The FBI plans to test a database for searching iris scans nationwide to more quickly track criminals by 2014, according to budget documents and a contractor working on the project.

The Next-Generation Identification system, a multi-year $1 billion program already underway, is expanding the server capacity of the FBI’s old fingerprint database to allow for rapid matching of additional physical identifiers, including facial images and palm prints, according to an article from Nextgov.

Increasingly, law enforcement agencies are spending state and federal funds on iris recognition technology at jails to monitor inmates, the article says. Some Missouri prisons are buying the same system the FBI acquired, partly so that they can eventually exchange iris images with federal law enforcement officials. And many counties are storing pictures of prisoner irises in a nationwide database managed by a private company, BI2 Technologies.

The FBI expects to collect many of these state and local iris images, according to BI2 officials and federal documents.

According to the article, a May 17 budget justification document states one of the “planned accomplishments for BY13” – the budget year that begins Oct. 1 – is to “demonstrate iris recognition capabilities via the iris pilot.”

A June FBI advisory board memo that Nextgov reviewed states, “supervised release/corrections are candidates for the pilot, being that many already have the capability in place. The additional goal is to start to build an iris repository.” Iris recognition is a helpful identification tool, according to the memo, because it “is very accurate,” does not require human intervention and “the hardware footprint is also very small [due] to the size of the iris image.”

The aim of iris recognition at corrections facilities, according to law enforcement officials, is to promptly catch repeat offenders and suspects who try to hide their identities, Nextgov reports.

Officials at the Pinal County Adult Detention Center in Florence, Ariz., appreciate the non-intrusiveness of the BI2 iris recognition system, which does not touch prisoners’ faces when snapping photos of irises or scanning eyes for recognition, the article states. The inmates place their eyes 3 to 10 inches away from binocular-like lenses, which record the iris image, so wardens stay out of harm’s way during head counts, county officials said. The technology also ensures the center does not mistakenly release similar-looking siblings, twins or parents, when one family member comes up for parole, they added.
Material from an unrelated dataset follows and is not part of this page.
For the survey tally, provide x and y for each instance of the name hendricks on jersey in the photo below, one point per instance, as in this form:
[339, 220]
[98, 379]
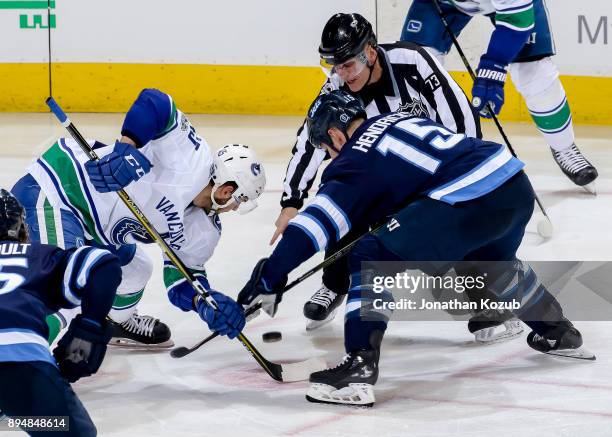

President and Chief Executive Officer Sean G. Mullin said BI2 Technologies has been working closely with the FBI unit chief responsible for implementing NGI. “BI2 Technologies provided the FBI [Next-Generation Identification system] over 12,000 iris images from current law enforcement agency clients for analysis and testing by NGI,” he said in the article. Company officials said they were not aware of a specific pilot program that has been undertaken to demonstrate iris searching capabilities.

Mullin said his company was told the FBI plans to conduct an iris pilot in 2014. Local agencies in 47 states now participate in BI2’s nationwide Inmate Identification and Recognition System, or IRIS, which has been operating for six years, he said.

According to Nextgov, FBI officials declined to comment on progress using NGI for iris matching.

The interstate network that BI2 maintains uses a high-resolution camera to obtain an image of an offender’s iris during the booking process, Nextgov reports. Special software then transforms the picture into a digital file that is encrypted and stored with the company. For recognition purposes, the camera takes a live shot of an individual’s iris, and the software then compares the new image with archived iris pictures collected during intake to confirm the person’s identity.

“Everybody that gets booked into our adult detention center, we get a capture of their iris. That gets hooked to their photo. And then everybody that’s being released goes through the system again to make sure we’re getting ready to release the same person,” said James Kimble, deputy chief of the Pinal County Adult Detention Center.

There have been concerns about privacy and data security, especially in the wake of the 6-million password breach on LinkedIn and eHarmony. But cybersecurity experts are quick to note that a lack of encryption was at fault there.

According to Nextgov, BI2’s iris images are “encrypted using strong cryptographic algorithms to secure and protect them,” the company website states. “Thus, standing alone, biometric templates cannot be reconstructed, decrypted, reverse-engineered or otherwise manipulated to reveal a person's identity. In short, biometrics can be thought of as a very secure key: Unless a biometric gate is unlocked by using the right key, no one can gain access to a person's identity.”

The average iris recognition time – from when an image is captured to when an officer receives a response – is 7.8 seconds, Mullin said.

During a six-month period at the Los Angeles County Sheriff’s Department, BI2’s system immediately spotted 119 repeat offenders previously booked by the department who provided different names and identification to avoid detection, Mullin said in the article.